Pheidole komori

Scientific classification
- Kingdom: Animalia
- Phylum: Arthropoda
- Class: Insecta
- Order: Hymenoptera
- Family: Formicidae
- Subfamily: Myrmicinae
- Genus: Pheidole
- Species: P. komori
- Binomial name: Pheidole komori Fischer & Fisher, 2013

= Pheidole komori =

- Authority: Fischer & Fisher, 2013

Species of ant

Pheidole komori is a species of ant in the subfamily Myrmicinae.

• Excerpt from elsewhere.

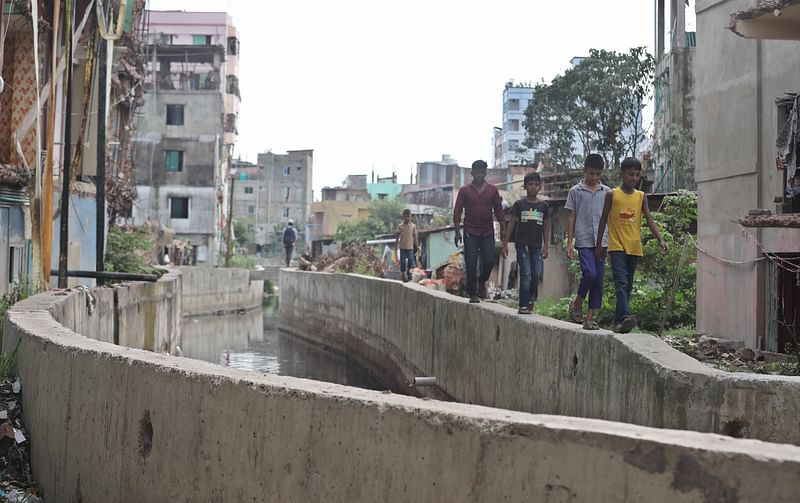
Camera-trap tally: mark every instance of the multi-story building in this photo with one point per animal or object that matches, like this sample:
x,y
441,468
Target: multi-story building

==Habitat and distribution==
First described in 2013, Pheidole komori was collected in dry forest, coastal scrub land, or along a roadside, and all at elevations between 5 and 50 m from two islands of the Comoros: Moheli and Anjouan. Pheidole komori was also found in secondary forest and sand forest in the Gorongosa National Park in Mozambique. This species could belong to a yet undefined Afrotropical species group, and may be related to morphologically similar species like P. strator from Eritrea, P. strator var. fugax from Mozambique, or P. schultzei var. gwaaiensis from Zimbabwe. The presence of this species in Africa along with related species suggests that P. komori most probably has an Afrotropical origin and did not originate in the Comoros.

==Description==
In the Malagasy region, this medium-sized Pheidole is easily distinguished from the teneriffana group and other species revised here by minor workers that combine a distinct promesonotal posterior process with a convex postpetiolar ventral process and major workers that combine the distinct promesonotal posterior process with a more elongate head shape and posterolateral lobes that are not rugose or reticulate.